SFMOMA
San Francisco / SFMOMA

SFMOMA

San Francisco's landmark modern art museum, rebuilt bigger and bolder in 2016.

🏛️ Sights & Landmarks🎭 Arts & Entertainment
🌿 Relaxing🎭 Cultural

SFMOMA — the San Francisco Museum of Modern Art — is one of the largest museums of modern and contemporary art in the United States. Founded in 1935, it was the first museum on the West Coast dedicated to 20th-century art. The current building, a dramatic expansion designed by Snøhetta that opened in 2016, more than doubled the exhibition space to around 170,000 square feet, making it a genuine destination in its own right. It sits in the South of Market neighborhood, just steps from Yerba Buena Gardens, and anchors what has become one of the city's main cultural corridors.

Inside, the collection spans painting, sculpture, photography, design, video, and media arts — roughly 33,000 works in total. You'll find major holdings of work by Richard Diebenkorn, Frida Kahlo, Diego Rivera, and a particularly strong photography collection that traces directly to the museum's early championing of the medium as a serious art form. The building itself rewards exploration: the undulating white façade with its textured surface references San Francisco Bay, and interior galleries spill across seven floors connected by soaring staircases and a dramatic atrium. The free-access ground floor includes works from the Doris and Donald Fisher Collection — one of the most significant private collections of contemporary art in the world — which means you can walk in off the street and see world-class art without paying a cent.

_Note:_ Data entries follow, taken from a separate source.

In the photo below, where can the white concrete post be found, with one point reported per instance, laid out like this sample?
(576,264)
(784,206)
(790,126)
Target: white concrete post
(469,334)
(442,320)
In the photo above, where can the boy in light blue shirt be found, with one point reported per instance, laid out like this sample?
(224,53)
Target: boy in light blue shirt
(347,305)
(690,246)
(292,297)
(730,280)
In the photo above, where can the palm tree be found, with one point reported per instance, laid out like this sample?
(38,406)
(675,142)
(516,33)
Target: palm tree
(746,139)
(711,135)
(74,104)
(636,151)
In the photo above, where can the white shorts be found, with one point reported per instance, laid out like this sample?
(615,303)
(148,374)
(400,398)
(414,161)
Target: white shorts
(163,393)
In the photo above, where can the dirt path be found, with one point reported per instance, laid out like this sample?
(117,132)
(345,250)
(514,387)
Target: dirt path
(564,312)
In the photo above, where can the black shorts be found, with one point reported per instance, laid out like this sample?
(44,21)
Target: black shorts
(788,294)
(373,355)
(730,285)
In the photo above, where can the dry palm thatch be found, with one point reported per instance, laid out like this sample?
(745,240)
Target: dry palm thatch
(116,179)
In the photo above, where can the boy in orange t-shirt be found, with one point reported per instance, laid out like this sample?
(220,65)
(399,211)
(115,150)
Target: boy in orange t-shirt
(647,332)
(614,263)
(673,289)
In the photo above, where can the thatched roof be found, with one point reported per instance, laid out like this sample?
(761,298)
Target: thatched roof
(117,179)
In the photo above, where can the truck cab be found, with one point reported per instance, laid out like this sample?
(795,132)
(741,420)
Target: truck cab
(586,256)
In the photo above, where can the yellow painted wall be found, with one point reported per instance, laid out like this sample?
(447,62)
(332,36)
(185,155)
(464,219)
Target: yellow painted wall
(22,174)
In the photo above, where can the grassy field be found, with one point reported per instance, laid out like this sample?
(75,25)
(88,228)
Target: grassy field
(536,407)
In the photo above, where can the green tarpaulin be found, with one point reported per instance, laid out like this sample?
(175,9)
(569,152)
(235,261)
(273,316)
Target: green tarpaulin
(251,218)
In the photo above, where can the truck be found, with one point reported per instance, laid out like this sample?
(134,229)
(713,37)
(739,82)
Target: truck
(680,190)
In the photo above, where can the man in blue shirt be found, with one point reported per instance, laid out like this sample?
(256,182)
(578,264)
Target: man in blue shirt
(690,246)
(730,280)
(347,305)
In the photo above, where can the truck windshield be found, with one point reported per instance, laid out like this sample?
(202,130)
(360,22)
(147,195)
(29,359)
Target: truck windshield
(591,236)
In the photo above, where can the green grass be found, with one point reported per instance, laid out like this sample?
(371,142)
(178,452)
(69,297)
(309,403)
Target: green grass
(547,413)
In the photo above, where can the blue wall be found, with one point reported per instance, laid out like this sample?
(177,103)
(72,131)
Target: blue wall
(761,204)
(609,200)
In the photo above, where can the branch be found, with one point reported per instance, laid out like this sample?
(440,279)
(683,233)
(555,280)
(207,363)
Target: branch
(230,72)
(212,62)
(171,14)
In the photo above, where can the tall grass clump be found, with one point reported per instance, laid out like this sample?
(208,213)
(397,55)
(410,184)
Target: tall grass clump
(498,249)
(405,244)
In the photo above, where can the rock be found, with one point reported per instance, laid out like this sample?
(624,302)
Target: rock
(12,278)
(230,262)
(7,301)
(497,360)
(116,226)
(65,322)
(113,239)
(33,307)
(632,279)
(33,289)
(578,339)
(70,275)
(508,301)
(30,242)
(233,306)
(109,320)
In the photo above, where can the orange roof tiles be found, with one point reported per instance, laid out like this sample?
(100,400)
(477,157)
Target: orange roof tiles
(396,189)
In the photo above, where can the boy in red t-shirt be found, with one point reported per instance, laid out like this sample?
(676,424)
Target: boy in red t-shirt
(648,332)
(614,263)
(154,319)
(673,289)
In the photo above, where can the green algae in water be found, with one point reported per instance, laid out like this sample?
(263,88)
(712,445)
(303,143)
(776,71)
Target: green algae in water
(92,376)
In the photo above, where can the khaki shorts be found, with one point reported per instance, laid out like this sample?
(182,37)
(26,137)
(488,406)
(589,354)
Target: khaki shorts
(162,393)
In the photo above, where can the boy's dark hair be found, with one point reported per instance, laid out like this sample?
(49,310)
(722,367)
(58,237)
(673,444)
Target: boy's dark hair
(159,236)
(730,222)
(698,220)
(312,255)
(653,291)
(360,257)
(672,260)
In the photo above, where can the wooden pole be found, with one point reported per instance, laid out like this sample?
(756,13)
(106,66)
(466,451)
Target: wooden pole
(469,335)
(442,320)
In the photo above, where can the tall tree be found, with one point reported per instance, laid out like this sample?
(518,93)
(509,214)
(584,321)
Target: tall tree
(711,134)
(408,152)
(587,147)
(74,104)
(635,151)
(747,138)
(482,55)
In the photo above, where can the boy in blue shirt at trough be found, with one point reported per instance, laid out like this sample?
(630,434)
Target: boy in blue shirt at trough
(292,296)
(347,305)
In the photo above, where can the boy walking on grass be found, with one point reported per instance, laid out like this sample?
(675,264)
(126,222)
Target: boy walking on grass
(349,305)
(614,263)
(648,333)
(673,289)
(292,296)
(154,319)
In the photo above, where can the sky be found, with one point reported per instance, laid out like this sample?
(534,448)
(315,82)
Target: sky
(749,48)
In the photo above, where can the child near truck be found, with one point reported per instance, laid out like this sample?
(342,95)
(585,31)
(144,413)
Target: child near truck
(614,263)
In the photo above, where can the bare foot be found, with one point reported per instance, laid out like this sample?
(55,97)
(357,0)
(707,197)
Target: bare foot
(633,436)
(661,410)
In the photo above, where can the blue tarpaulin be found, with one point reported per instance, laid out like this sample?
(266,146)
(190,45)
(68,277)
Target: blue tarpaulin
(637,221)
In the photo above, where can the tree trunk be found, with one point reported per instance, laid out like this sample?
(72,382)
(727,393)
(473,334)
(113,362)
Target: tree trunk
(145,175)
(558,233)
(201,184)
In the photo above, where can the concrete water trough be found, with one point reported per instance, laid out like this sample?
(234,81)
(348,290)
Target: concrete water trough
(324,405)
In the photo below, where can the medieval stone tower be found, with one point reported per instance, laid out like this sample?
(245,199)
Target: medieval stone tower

Thursday evenings are the insider move: the museum stays open until 8pm and tends to be quieter than weekend afternoons. The café on the ground floor is run by In Situ, a concept by chef Corey Lee (of three-Michelin-star Benu) that reimagines dishes from celebrated chefs around the world — it's genuinely worth building a meal around, not just a pit stop.

Local Tips

  1. 1

    Thursday evenings (open until 8pm) are noticeably quieter than weekend afternoons — if you want the galleries to yourself, that's your window.

  2. 2

    The ground floor is free without a ticket — walk straight in to see the Fisher Collection works without committing to a full visit first.

  3. 3

    In Situ, the restaurant on the ground floor, is a serious meal by Corey Lee's team — book a table separately if you want to eat there, especially on weekends.

  4. 4

    Members get in free and can bring guests — if you're a frequent visitor or planning multiple trips, membership pays for itself quickly and skips any queue at the desk.

Why Visit

01

The Fisher Collection alone — works by Gerhard Richter, Ellsworth Kelly, and Alexander Calder among others — rivals what you'd find at major New York institutions.

02

The ground floor is free to enter, giving anyone access to rotating world-class contemporary art without buying a ticket.

03

The Snøhetta-designed building is itself a highlight, with a rippling white facade and interior spaces that make moving through the museum feel like an experience, not just a chore.